Untuk itulah, pariwisata berkelanjutan dan ramah lingkungan sangat mendesak diterapkan untuk menekan emisi gas rumah kaca yang memanaskan bumi. Dan praktik-praktik wisata berkelanjutan itu bisa dimulai dari lingkup terkecil, yaitu individu seperti yang telah dipraktikkan oleh Anisa Aulia.
Perempuan berusia 28 tahun itu mengaku telah berupaya untuk mempraktikkan konsep berkelanjutan di kehidupannya begitupun saat melakukan perjalanan. Saat bepergian ke luar kota maupun luar negeri, Anisa berupaya meminimalkan risiko lingkungan dengan selalu membawa tumbler dan tas belanja.
“Tumbler dan tas belanja itu selalu aku bawa pasti. Bahkan kalau keluar rumah atau main, termasuk saat aku traveling ke luar negeri,” kata Anisa saat dihubungi Republika.co.id, Rabu (20/12/2023).
Sadar akan besarnya emisi karbon yang dihasilkan pesawat, Anisa juga berusaha membatasi perjalanan pesawatnya. Misalnya untuk perjalanan ke luar kota yang bisa ditempuh dengan kereta api, ia akan lebih memilih itu.
“Kalau naik kereta kan enak juga ya, bisa sambil nikmatin suasana setiap kota di Indonesia,” kata Anisa.
Menurut Anisa, perjalanan udaranya selama tahun 2023 bisa dihitung jari yaitu saat berwisata ke Jepang, Singapura, dan Hong Kong. Pada awal tahun 2023, Anisa mengunjungi Jepang selama hampir dua pekan. Selama melancong di Negeri Sakura, Anisa ditemani seorang kawan yang memang asli orang Jepang, sehingga bisa membuat perjalanannya lebih terencana.
“Dan enaknya kan kalau di Jepang itu memang transportasinya sudah sangat bagus. Jadi aku enggak perlu merasa bersalah juga, dan ke mana-mana aku naik commuter atau bus yang lebih ramah lingkungan,” kata Anisa.
Selama berlibur di Jepang, Anisa juga lebih banyak mengeksplorasi destinasi bernuansa alam, budaya, atau kuliner.
“Karena Jepang negaranya lebih maju dan polusinya minim banget, jadi jalan-jalan di sekitar area perkotaan atau menjajal food streetnya aja sudah sangat menyenangkan bagi aku,” kata Anisa.
Anisa mengungkap bahwa perencanaan liburan yang ramah lingkungan menjadi satu hal penting yang harus disiapkan.
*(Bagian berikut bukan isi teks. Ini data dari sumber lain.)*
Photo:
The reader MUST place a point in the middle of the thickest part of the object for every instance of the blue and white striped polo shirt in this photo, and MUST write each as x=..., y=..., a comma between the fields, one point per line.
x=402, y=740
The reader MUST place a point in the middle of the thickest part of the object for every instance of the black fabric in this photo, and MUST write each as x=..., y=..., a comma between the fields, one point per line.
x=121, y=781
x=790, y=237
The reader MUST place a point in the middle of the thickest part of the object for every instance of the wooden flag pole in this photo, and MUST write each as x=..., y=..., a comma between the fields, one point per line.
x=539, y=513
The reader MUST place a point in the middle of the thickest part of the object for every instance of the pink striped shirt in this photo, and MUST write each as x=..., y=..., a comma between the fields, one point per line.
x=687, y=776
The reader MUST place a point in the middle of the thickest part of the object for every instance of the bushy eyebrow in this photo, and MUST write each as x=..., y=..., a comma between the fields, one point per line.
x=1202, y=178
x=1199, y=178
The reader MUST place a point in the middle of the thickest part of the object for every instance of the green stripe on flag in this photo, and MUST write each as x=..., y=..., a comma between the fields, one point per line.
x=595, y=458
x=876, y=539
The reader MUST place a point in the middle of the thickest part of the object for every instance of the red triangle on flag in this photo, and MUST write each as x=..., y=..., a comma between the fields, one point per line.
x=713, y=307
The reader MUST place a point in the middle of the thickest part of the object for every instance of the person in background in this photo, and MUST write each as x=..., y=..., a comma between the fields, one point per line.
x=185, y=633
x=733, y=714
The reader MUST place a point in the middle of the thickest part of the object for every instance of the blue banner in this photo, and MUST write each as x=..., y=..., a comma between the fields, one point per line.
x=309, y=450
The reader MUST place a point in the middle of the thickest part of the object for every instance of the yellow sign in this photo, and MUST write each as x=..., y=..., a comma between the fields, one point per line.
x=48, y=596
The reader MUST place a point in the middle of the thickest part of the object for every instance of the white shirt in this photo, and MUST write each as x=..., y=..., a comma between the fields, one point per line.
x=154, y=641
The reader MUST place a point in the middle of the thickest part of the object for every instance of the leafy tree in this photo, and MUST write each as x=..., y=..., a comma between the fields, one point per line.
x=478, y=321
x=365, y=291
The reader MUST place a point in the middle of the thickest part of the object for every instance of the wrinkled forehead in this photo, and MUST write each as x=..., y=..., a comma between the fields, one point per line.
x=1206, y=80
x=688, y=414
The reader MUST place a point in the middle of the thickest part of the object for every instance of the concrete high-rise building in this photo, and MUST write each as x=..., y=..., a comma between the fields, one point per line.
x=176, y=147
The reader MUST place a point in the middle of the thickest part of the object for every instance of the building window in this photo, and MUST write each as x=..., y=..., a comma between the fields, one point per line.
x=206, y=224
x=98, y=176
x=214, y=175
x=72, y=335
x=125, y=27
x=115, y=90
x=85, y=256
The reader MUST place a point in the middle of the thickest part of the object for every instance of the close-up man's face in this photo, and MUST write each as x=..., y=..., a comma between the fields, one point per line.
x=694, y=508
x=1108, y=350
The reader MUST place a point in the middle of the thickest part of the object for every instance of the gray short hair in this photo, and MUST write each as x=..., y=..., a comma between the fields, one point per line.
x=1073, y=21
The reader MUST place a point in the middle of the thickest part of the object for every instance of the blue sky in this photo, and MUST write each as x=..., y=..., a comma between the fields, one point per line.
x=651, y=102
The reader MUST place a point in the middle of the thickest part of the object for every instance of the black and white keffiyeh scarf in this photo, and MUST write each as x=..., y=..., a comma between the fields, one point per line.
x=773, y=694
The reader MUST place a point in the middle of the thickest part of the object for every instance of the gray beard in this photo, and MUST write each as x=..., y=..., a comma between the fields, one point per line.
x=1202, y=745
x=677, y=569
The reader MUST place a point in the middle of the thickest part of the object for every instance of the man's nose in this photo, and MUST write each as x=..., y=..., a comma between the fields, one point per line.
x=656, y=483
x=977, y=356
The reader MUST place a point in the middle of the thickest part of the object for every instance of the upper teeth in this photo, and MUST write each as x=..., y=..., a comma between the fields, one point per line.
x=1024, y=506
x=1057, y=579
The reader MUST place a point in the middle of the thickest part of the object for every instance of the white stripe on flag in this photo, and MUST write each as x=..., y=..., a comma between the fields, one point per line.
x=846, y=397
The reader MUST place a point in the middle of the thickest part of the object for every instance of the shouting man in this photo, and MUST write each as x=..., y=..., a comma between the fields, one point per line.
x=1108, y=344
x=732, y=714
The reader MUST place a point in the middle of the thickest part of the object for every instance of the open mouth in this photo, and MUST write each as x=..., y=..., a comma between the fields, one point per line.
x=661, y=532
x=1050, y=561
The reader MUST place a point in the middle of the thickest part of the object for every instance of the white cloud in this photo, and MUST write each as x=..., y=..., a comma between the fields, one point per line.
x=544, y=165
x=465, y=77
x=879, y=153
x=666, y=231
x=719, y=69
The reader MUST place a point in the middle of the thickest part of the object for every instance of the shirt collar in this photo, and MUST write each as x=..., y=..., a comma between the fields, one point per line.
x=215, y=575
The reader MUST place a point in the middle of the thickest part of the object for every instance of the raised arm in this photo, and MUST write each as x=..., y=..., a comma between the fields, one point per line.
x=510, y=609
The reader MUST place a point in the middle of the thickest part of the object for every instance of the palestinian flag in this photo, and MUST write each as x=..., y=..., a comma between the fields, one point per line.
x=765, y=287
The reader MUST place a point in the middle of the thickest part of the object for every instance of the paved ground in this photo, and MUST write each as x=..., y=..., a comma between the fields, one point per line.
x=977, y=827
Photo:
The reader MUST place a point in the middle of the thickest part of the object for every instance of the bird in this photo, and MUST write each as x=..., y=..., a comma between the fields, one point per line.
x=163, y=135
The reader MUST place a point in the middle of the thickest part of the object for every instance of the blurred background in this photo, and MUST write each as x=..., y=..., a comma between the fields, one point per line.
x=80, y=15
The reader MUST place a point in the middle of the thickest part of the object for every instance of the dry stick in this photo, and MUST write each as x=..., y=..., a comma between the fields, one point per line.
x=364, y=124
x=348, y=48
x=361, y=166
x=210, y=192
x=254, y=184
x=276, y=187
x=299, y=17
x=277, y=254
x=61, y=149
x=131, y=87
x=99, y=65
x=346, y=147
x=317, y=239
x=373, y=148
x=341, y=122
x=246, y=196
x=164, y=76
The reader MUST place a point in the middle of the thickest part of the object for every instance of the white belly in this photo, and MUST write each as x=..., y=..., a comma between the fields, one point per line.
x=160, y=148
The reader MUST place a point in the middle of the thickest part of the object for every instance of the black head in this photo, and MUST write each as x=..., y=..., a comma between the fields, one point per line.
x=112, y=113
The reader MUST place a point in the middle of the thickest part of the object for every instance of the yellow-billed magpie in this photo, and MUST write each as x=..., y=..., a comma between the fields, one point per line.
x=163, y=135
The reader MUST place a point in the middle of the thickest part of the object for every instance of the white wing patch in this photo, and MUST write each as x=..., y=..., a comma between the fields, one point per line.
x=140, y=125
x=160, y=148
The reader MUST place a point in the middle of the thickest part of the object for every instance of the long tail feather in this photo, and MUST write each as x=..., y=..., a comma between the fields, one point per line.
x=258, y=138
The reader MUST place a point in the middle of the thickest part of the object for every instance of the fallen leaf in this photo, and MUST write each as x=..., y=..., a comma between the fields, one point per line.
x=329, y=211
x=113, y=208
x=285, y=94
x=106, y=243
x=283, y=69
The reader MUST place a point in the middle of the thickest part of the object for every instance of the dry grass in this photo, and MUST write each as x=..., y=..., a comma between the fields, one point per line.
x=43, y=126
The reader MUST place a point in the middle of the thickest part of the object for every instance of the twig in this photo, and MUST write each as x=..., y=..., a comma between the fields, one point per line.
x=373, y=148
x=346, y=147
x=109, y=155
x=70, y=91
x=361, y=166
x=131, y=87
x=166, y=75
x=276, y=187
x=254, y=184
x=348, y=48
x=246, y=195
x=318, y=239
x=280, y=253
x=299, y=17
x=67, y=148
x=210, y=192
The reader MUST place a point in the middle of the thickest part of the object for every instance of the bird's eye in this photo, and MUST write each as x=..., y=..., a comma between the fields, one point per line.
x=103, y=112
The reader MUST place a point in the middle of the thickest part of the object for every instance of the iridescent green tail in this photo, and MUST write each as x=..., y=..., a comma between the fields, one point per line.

Menurut dia, perencanaan itu juga bisa menjadi guide agar selama di lokasi wisata, kita bisa tetap berada sesuai jalur.
Namun, Anisa juga masih memberi kelonggaran jika dihadapkan pada situasi mendesak. Misalnya ketika dia haus dan air minum di tumbler habis, sementara di sekitar tidak ada tempat pengisian ulang, maka ia pun dengan terpaksa harus membeli air mineral plastik.
“Jadi mungkin ya tergantung sistemnya dukung kita untuk menerapkan hidup berkelanjutan apa tidak. Kalau kayak di Indonesia, kan masih sangat terbatas depot pengisian air minum ulang yang gratis. Jadi kalau semisal kehausan, tapi air di tumbler habis, mau enggak mau pasti beli ya,” kata Anisa.
Sejauh ini, Anisa merasa enjoy bisa menerapkan praktik-praktik berkelanjutan di hidupnya. Selain karena bisa ikut memberi dampak positif bagi planet ini, Anisa juga mengaku merasa lebih nyaman saat menerapkan praktik berkelanjutan.
“Konsep berkelanjutan itu membuat hidup aku terasa lebih simple, juga tidak boros. Intinya kita harus mau mulai dan nyoba sendiri sih, meskipun aku juga belum sesempurna itu ya menerapkan praktik berkelanjutan. Tapi minimal aku udah mulai,” kata Anisa.